Art, war, contraception, economic volatility, "Pirates of the Caribbean" — the senior theses produced by Princeton undergraduates represent their academic interests and personal passions. The first line of each thesis provides an instant glimpse into a year or more worth of research, writing and close collaboration with a faculty adviser.

Over the last few weeks, as seniors completed their theses, the Office of the Dean of Undergraduate Students has recorded and received more than 30 videos of students reading the first line. Check out a selection of their Instagram posts and a transcription of the students' remarks below, and visit their Instagram account, @princeton_odus, to see more.

Hi, I'm Ariana Mirzada. I'm a senior in the Near Eastern studies department, and this is the first line of my thesis: "My interest in the refugee crisis began when I heard of a summer opportunity to work in a Greek refugee camp in the rural town of Katsikas."

My name is Steven Sobel, and I'm in the ORFE department. The first line of my thesis is, "Within recent years we've seen driverless and electric vehicle technology take tremendous leaps and bounds."

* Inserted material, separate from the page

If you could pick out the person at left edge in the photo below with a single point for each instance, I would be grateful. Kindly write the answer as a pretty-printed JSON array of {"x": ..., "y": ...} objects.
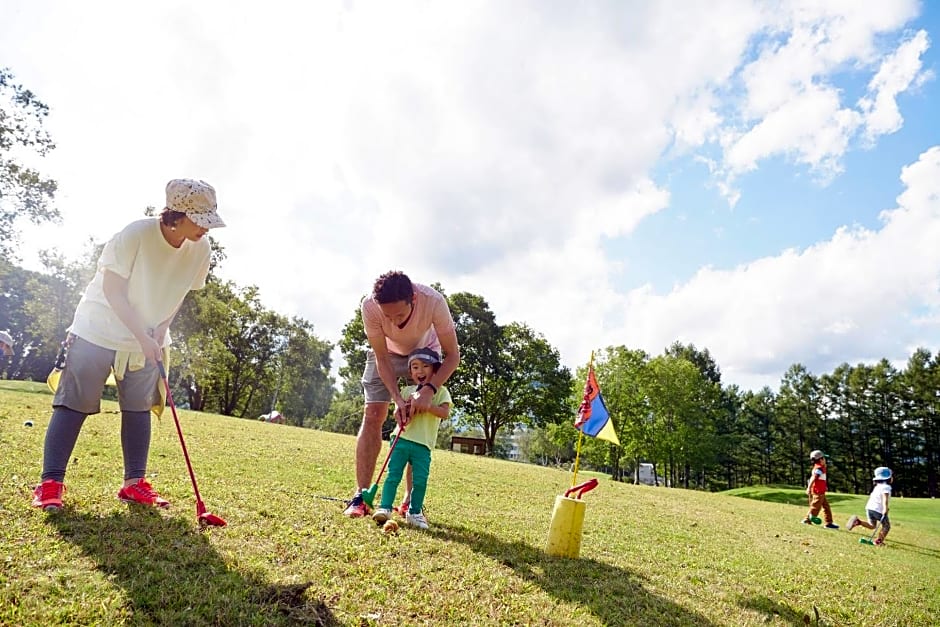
[{"x": 121, "y": 324}]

My name is Wilglory Tanjong. I am part of the very first Princeton class to major in African American studies, and the title of my thesis is, "The Case of the Cameroons: Building a Nation from the Remnants of Colonialism." The first line of my thesis is: "Cameroon's history does not begin with colonialism." Boom!

Hi! I'm Nick Wu. I'm a senior in the Woodrow Wilson School, and here's the first line of my thesis: "Introduction: In February 2018, the Chicago Tribune profiled Maryori Urbina-Contreras, a 17-year-old Honduran teenager who had immigrated alone to the United States at the age of 13."

Hi! I'm Zoe. I'm in the chemistry department, and the first line of my thesis is: "Compared with other heteroatoms, fluorine has had a brief but important history in pharmaceutics."

Hi, my name is Matt. I'm a senior in the economics department, and the first line of my thesis is: "When the bitcoin network first went live in 2009, launched by its ingenious but reclusive, pseudonymous creator Satoshi Nakamoto, it did more than just introduce a new payment platform to the world — it created an entirely new field of study."